Suppose you have a large mortgage, you are paying off your car and you have $30,000 hanging on your credit card. In other words, you are up to your ear tips in debt. Would it be economically prudent to take on some more?

If you are about to jump from your chair and exclaim "Noooo!", hold your horses and give it a little thought. There is actually good debt and bad debt, and the answer really depends on what you are going to do with it. In the first scenario, you borrow money in order to put yourself in a position that will create a positive cash flow in the future. You could use your debt to increase your education level and pay for a tuition at a respectable college, or you could buy an equipment that would help you start a new business. If all went well, you would soon be able to make enough money to pay off all your debts. In the second scenario, you would use the new debt to merely help cover your living expenses, or worse to pay for some luxury items, like a plasma TV or a vacation in Bermuda. This kind of borrowing would clearly exacerbate your financial predicament and send you on the way to a bankruptcy spiral.

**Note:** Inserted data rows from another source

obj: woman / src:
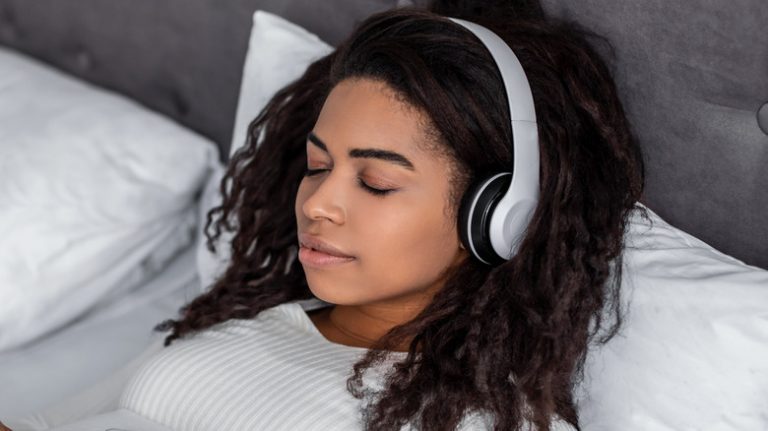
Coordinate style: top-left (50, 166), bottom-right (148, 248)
top-left (1, 2), bottom-right (644, 430)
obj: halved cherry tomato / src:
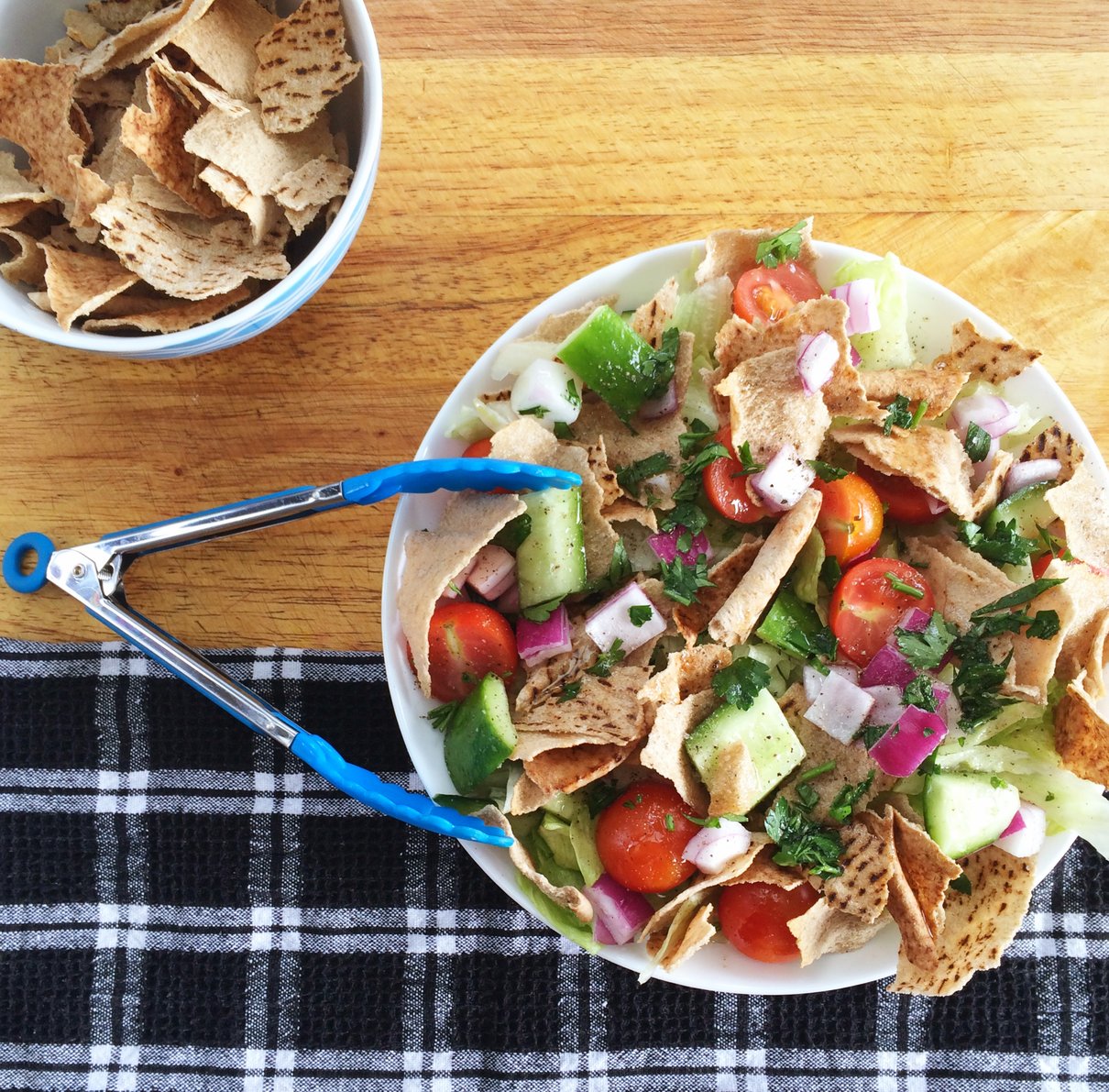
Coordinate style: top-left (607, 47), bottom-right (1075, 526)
top-left (597, 781), bottom-right (698, 892)
top-left (427, 602), bottom-right (517, 701)
top-left (463, 436), bottom-right (492, 458)
top-left (701, 426), bottom-right (773, 524)
top-left (829, 557), bottom-right (936, 667)
top-left (732, 262), bottom-right (824, 322)
top-left (813, 474), bottom-right (882, 568)
top-left (717, 882), bottom-right (819, 964)
top-left (855, 462), bottom-right (946, 524)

National finances, albeit operating on a scale several orders of magnitude larger, have to obey the same laws of economics, much like all material objects, whether the Earth or a snowball, have to obey the laws of physics. Going into debt may not be a bad thing if you know what you are doing. Republicans like to reminisce that Reagan proved that budget deficits don't matter and that a nation's borrowing power is virtually unlimited. But the reality is not that simple. Nations have to heed what the debt is used for as well, they just have much larger leeway in dealing with consequences.

Contrary to what the Greenspan/Bernanke school of thought would make you believe, money does not grow on trees. It is supposed to represent value. Just because Central Bank can create money out of thin air, does not mean that it can solve all our problems by dunking them in a vat of dough. Just ask Rudolf of Havenstein, one of the Weimar Republic's central bankers, who learned the hard way that you cannot have something for nothing. He controlled the German financial system in the early 1920s when runaway hyperinflation basically wiped out their currency. His undoubtedly good intentions eventually paved the political way for one Adolf Hitler. And we all know where the road paved with good intentions leads to.

In the past two years our national debt increased dramatically. That means it is about time for us to start paying very serious attention to how that money is being spent.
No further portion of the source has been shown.